The U.S. Department of Labor is committed to informing labor policies and programs with rigorous, transparent, and independent research and data. The Foundations for Evidence-Based Policymaking Act of 2018 (Evidence Act) requires the Department to publicly describe future plans and current capacity to conduct evidence-building activities across three reports: an Annual Evaluation Plan, an Evidence-Building Plan, and a Capacity Assessment for Research, Evaluation, Statistics, and Analysis.

Annual Evaluation Plan

To support the Department’s agencies in making evidence-informed decisions to support America’s workers, the Chief Evaluation Office (CEO) works with leaders and staff across the Department to develop an annual evaluation plan targeting evaluation resources on areas of strategic importance. The plan describes significant evaluation activities that the Department of Labor will sponsor in the upcoming fiscal years, though is not necessarily exhaustive of all evaluations sponsored by the Department during that time period.

Previous Plans

Evidence-Building Plan

The Evidence-Building Plan, also referred to as a “learning agenda” in the Evidence Act, is a systematic plan for identifying and addressing priority questions relevant to improving the programs, policies, and regulations of the Department. The four-year plan prioritizes important short- and long-term strategic and operational questions and describes potential approaches for developing new credible information to answer the questions. The Department is currently developing its Fiscal Years 2022-2026 Evidence-Building Plan, which will be published with the Department’s Strategic Plan in February 2022.

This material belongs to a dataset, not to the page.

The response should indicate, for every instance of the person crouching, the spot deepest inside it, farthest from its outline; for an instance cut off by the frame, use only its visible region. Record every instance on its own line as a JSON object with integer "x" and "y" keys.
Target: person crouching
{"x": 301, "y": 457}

Capacity Assessment for Research, Evaluation, Statistics, and Analysis

The Evidence Act requires the Department to submit a Capacity Assessment for Research, Evaluation, Statistics, and Analysis every four years with its strategic plan. The Capacity Assessment provides the Department with a baseline to measure future improvements to coverage, data quality, evidence-building methods, effectiveness, and independence of their statistics, evaluation, research, and analysis activities. The Department is currently developing its Fiscal Years 2018-2022 Capacity Assessment, which will be published here in February 2022.

While each of the three evidence documents has a distinct purpose and use, developed individually, taken together, they provide the rigor, transparency, relevance, ethics, and independence that the Department has committed to in its longstanding Evaluation Policy.